Une maman m’écrit

 

J’ai été passionnée par votre article qui m apporte au moins un petit halo de  lumière sur le chemin difficile que parcourt Lucas, mon fils de 14 ans.

Traverse-t-il une adolescence normale ? Je l ignore tant son enfance à été chahutée. Suivi en cmp depuis l age de deux ans (il se cognait la tête au sol), Lucas avait des troubles du  comportement à l école, puis au collège avec des périodes de grande tristesse. Nous avons l’année dernière mis fin au suivi cmp et avons fait effectuer différents bilans (Wise, bilan ergo, suivi psycho en libéral, bilan orthoptique et orthophonique). Résultat : une probable dyspraxie.
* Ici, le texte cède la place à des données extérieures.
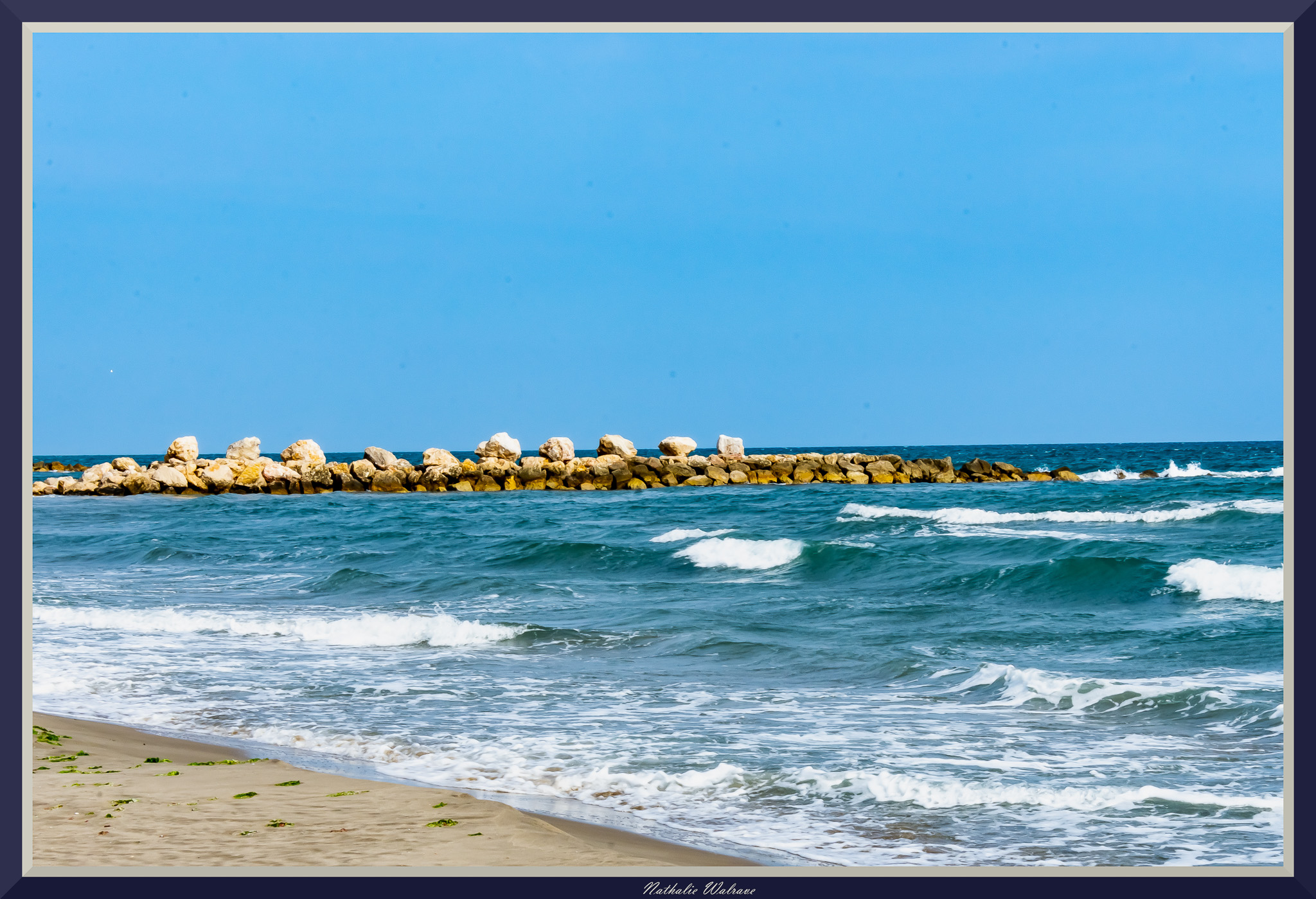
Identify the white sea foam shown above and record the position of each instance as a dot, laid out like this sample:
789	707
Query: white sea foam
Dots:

Mon fils est fatigué, épuisé moralement dit il. Pourtant il continue le football, fait des projets de sortie avec les copains. A u collège c est la catastrophe, il est exclu de plus en plus de cours car il ne tient pas en place et répond de manière hautaine à certains professeurs lorsque il se sent injustement accusé. Il baisse les bras et dort en cours... Tout en conservant qqs bonnes notes de tps en tps.
Le reste du temps il semble heureux. chantonne, chahute avec ses copains. S amuse à me taquiner. Et puis soudain rien ne vas plus, il cherche le conflit. Régresse, ou essaie de prendre le pouvoir sur moi (je vis seule avec lui et sa soeur de 17 ans). 
Ses crises sont parfois violentes avec des menaces et récemment des coups plus des coups de tête  dans le mur. 
Je le sens en souffrance et essaie de trouver des aides auprès de spécialistes.
Depuis plusieurs mois, voie années, il a une peur terrible de la mort, du néant. Que deviens-je après ? À quoi je sers ? Tu te rends compte : je ne veux pas ne rien sentir pour toujours... .Ça me fait trop peur.
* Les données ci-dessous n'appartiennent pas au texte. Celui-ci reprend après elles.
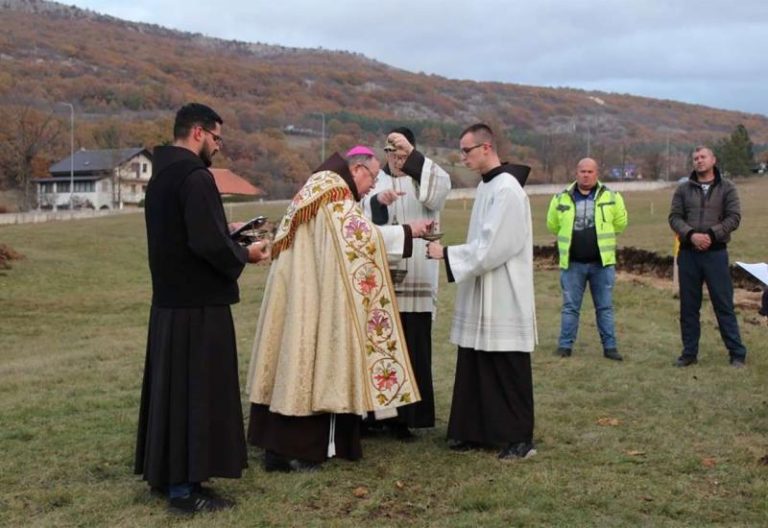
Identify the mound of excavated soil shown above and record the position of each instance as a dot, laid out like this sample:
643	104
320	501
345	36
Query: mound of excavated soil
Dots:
647	267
J essaie de trouver les mots pour lui expliquer qu on peut faire beaucoup de chose en une vie mais il me répond : mais même si c est 100 ans, ce n est rien au regard des milliards d années de la terre. En fait on ne sert à rien et on devient peut être rien après la mort. Ça le hante et lui procure de terribles angoisses.
À côté de ses questions existentielles, il cultive le culte du corps et regarde ses muscles tous les jours

Quelle histoire l adolescence mais quelle histoire difficile ! J’ai un peu plus compris grâce à vous certaines contradictions  et ambivalences. Je me sens plus sereine et peut être mieux à même de l’aider.

Merci

Je lui réponds 

Chère Madame, 

A vous relire, je pense en effet que vous avez un fils « hors du commun » L’accompagner avec respect, dans le dialogue, tout en étant ferme sur quelques règles essentielles (ne pas se détruire soi et ne pas détruire les autres) ne doit pas être facile tous les jours.

Il est certainement hypersensible, et demande à être beaucoup écouté (s’il veut bien parler) et très discrètement guidé … Son attitude envers l’école relève peut-être d’une intolérance face à la médiocrité …
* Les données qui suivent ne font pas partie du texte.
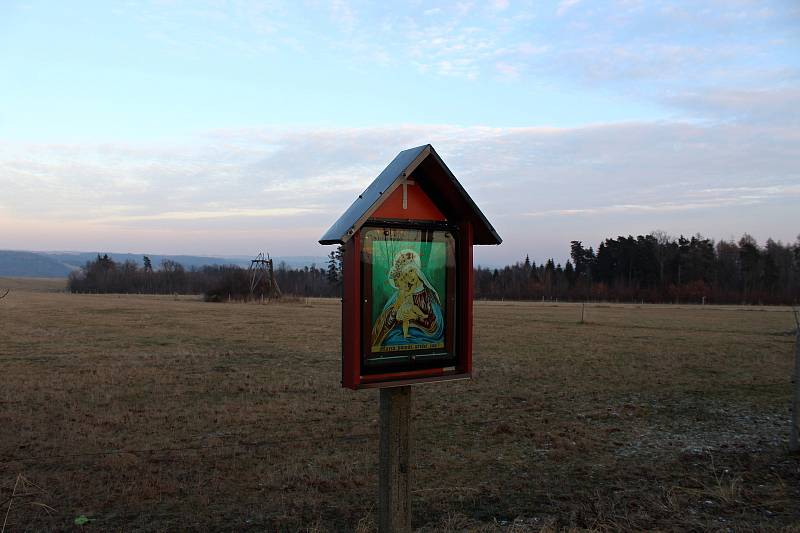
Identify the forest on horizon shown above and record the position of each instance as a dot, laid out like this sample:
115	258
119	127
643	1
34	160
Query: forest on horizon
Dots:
653	268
Je continue à vous exprimer mon très grand scepticisme face aux diagnostics alternatifs à la mode comme celui de dyspraxie, qui n’apportent rien du tout, sinon une fausse impression de domination sur le mystère de la vie  et une déresponsabilisation de l’adolescent, devenu du coup un handicapé d’un nouveau genre, celui défini par les neuropsychologues ! 

Deux questions supplémentaires me viennent : 

- Il est élevé par deux femmes (peut-être brillantes et sensibles, comme semble en témoigner votre lettre) Pas toujours simple d’être un homme dans ces conditions. On voit assez souvent des jeunes garçons tenter de se faire remarquer de trente-six façons face à la « force tranquille » des femmes de la maison.

- Il est élevé par vous ? C’est très bien, mais que représente pour lui l’absence de père dans sa vie ? Ou, peut-être, s’il existe, d’éventuelles divergences éducatives avec vous ? Regardez-y deux fois avant de penser « Rien … il n’a pas (vraiment) de père » : Ca peut pas mal travailler le mental des ados, ce machin-là … Il pense beaucoup à la mort, me dites-vous : une hypothèse parmi d’autres : il ne sent pas opérer dans la maison une force paternelle qui protège … 

Voilà … Bonne chance de tout cœur avec votre artiste. 

P.S. La lecture de mon dernier livre « Psychothérapies d’enfants et d’adolescents » (PUF, 2014) pourrait vous apporter quelques idées.